Now imagine how much harder it would be to promote stronger institutions in dictatorships such as Egypt, Pakistan or Saudi Arabia. Strong institutions serve as a check on the absolute power of the executive, so what dictators would make a serious commitment to building them?
Unfortunate as it is, the best hope of building strong institutions is to put in place an electoral system that forces all sides to reckon with the inevitability of being out of power at some point in time. Confronted with their own vulnerability, political actors will have an incentive to create institutions that uphold the rule of law and individual rights.
To be sure, this makes it sound far easier than it really would be to travel the distance from just elections to real democracy. And travelling that distance in the midst of those passions responsible for the cartoon jihad will be very, very ugly.
Events in Iraq and in the Palestinian territories may let us know just how hard and how ugly that journey will be. Will a Hamas in government be more moderate than Hamas in opposition? Will it collect the garbage and the taxes in a way that Fatah couldn't?
Will Sunni participation in Iraq's elections lead to a real compromise with the Shi'ites and Kurds? Or is participation just another means of advancing the armed struggle?
At the moment, I think there are enough shreds of hope to justify full support for electoral systems, rather than a reversion to either supporting dictatorships or insisting that elections achieve nothing in the absence of already-stable institutions. (4) opinions -- Add your opinion
The reaction of the Islamic world to the Danish cartoons calls into question President Bush's belief that all people long for freedom. To see the howling moronic mobs in the Islamic world is a cause for despair. I fear that the conflict of our civilization with the "civilization" of Islam will end in nuclear war.
But the biggest enemy of western civilization is not Islam. It is rather the "liberal" left, whose main features are cowardice and hatred of truth, honor, decency and freedom.
You don't believe it? Watch Jimmy Carter, Bill Clinton, Teddy Kennedy, Howard Dean, Harry Reid, Charles Schumer and Nancy Pelosi. There is a name for their behavior, and that name is "treason".
So does that mean conservatives should forge an alliance with political Islam against the Democratic Party?
Or is the only real choice to take on both at once, by sending stealth bombers out to attack both Fallujah and Berkeley?

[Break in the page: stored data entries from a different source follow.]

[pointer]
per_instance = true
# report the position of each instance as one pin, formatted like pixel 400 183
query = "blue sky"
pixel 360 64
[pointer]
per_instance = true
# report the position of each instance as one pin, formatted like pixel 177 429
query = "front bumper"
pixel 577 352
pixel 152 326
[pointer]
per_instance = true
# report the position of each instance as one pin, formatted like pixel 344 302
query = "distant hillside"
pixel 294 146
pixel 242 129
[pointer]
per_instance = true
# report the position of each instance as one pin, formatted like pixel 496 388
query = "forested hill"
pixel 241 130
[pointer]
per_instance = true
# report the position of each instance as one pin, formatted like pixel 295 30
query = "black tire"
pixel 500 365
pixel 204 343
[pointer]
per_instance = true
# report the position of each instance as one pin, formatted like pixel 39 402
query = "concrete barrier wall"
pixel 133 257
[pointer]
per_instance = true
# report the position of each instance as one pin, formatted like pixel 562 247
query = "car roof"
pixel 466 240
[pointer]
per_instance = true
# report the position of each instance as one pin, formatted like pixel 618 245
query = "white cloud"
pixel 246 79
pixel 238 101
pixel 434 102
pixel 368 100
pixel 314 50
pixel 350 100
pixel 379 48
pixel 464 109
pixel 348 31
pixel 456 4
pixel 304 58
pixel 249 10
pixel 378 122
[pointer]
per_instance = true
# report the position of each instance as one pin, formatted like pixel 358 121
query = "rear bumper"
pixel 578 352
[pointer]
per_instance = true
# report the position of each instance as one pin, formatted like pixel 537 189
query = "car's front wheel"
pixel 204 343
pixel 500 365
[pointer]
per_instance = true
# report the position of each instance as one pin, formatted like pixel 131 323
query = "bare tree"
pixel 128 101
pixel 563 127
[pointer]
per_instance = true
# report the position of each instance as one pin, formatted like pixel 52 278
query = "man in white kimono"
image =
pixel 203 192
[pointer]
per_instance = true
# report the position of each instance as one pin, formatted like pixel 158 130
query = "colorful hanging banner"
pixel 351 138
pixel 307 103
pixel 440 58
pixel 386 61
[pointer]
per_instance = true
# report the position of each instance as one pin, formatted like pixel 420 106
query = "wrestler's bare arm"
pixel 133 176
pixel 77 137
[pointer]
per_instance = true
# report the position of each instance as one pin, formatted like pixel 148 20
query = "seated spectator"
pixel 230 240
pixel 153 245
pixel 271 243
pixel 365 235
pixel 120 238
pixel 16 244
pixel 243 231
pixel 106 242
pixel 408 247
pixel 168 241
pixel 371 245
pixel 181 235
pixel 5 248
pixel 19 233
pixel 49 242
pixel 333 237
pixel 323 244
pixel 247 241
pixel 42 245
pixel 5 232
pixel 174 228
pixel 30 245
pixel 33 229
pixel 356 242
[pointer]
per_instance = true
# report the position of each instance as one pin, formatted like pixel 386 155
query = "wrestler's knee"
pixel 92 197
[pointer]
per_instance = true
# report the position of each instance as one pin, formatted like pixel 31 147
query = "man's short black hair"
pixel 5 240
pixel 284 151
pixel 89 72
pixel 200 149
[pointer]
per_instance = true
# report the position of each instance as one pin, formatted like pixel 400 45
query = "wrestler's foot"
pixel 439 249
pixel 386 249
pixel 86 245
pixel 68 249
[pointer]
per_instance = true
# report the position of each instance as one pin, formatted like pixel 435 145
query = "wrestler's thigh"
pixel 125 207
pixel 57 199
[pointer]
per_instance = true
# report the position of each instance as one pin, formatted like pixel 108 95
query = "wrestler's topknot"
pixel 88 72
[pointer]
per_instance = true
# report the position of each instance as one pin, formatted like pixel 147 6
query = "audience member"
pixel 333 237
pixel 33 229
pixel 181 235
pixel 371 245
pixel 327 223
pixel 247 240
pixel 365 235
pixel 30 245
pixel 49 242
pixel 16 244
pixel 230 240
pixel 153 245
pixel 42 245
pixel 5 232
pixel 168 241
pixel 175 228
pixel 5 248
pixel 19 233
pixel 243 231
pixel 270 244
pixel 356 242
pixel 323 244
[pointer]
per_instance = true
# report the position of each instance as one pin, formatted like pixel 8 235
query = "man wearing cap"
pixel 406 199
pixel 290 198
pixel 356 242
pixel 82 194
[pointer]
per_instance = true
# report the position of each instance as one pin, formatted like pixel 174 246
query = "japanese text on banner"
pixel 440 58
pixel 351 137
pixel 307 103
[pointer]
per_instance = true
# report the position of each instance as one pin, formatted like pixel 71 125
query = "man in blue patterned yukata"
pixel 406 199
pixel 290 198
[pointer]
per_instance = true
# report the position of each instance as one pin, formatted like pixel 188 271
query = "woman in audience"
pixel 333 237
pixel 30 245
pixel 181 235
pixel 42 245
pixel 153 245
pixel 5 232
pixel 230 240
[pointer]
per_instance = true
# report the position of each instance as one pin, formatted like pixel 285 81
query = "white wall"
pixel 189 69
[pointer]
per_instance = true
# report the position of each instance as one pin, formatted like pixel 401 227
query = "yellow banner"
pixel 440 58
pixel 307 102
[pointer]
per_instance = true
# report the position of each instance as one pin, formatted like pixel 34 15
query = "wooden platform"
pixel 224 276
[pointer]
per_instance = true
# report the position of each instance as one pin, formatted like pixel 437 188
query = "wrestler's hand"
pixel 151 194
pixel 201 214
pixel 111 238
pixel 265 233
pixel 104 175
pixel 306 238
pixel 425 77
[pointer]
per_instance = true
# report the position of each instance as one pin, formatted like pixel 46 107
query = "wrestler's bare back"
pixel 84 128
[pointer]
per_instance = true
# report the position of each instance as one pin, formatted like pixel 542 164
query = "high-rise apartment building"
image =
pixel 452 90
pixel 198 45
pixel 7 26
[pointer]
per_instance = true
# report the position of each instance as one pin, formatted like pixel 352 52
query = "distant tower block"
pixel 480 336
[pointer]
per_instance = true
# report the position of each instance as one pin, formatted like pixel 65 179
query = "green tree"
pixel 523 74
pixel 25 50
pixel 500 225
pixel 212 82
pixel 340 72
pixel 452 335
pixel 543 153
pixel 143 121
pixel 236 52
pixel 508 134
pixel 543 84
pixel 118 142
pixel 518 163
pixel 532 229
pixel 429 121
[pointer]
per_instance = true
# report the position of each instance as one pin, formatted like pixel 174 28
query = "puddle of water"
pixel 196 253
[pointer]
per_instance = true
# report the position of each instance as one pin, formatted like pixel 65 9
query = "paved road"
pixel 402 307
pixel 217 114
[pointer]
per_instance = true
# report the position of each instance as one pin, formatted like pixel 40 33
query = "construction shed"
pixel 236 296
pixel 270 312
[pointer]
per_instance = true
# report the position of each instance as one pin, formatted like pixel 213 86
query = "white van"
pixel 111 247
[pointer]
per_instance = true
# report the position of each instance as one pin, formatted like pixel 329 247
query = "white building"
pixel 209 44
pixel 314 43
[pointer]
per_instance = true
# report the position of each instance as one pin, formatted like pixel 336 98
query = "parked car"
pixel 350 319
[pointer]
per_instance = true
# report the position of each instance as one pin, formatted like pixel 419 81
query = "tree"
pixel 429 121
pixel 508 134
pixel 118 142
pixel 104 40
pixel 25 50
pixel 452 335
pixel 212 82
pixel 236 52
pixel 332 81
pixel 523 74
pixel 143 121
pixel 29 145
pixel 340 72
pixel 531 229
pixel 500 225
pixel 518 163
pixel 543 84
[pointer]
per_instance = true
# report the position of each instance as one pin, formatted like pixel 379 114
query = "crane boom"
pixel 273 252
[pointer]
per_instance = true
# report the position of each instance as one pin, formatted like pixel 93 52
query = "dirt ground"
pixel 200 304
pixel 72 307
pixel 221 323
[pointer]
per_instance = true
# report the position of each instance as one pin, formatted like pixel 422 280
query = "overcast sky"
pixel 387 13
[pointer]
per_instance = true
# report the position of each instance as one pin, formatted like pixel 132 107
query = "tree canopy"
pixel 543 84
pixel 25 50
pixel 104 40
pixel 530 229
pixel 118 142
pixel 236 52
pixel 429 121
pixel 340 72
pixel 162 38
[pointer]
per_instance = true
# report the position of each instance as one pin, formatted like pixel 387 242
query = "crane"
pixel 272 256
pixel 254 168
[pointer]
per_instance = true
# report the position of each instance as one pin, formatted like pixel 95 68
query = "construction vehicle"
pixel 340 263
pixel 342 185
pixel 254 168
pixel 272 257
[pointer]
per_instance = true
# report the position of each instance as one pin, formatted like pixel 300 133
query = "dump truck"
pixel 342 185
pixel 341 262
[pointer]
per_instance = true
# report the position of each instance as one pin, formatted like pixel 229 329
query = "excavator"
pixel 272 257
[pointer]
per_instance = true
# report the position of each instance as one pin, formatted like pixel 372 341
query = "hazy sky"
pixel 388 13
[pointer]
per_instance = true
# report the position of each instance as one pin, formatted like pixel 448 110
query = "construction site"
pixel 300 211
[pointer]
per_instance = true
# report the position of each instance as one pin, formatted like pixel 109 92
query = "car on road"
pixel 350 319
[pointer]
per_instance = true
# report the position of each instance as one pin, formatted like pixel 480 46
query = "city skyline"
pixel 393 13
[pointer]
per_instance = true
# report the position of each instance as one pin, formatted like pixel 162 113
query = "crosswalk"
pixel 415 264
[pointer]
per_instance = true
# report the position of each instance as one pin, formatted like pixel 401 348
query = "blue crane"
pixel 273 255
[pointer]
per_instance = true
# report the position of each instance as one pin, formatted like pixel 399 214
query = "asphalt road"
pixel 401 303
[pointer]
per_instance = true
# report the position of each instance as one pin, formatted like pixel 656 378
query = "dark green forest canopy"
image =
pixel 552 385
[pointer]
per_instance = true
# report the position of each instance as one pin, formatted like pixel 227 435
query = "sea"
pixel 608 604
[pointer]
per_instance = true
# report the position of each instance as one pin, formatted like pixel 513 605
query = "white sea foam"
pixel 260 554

longing for ones own freedom, and learning that this involves recognizing the freedom of others are two different things. One is a natural longing in the human heart, and is why the struggle for freedom is universal. the second is a very difficult concept to accept, and is why implementing freedom institutionally is so difficult.
I would say a couple of things
Few democracy promoters expect the Muslim world to accept blasphemy against Mohammed in its own press. Thats why weve constantly said Muslim democracy will look different. And frankly Im not sure it matters much - whats needed in the muslim world is to establish the right to mock the guy in power, NOT a guy whose been dead for 1200 years.
Which doesnt mean we dont stand in solidarity with Denmark. Denmark has the right to ITS concept of democracy, and shouldnt be coerced out of it, not by violence, and not by boycott.
It should be noted that Ayatollah Sistani has opposed violent protests. In general the violent protests have been supported by those in Syria, Iran, Pakistan with the most to lose from democratization.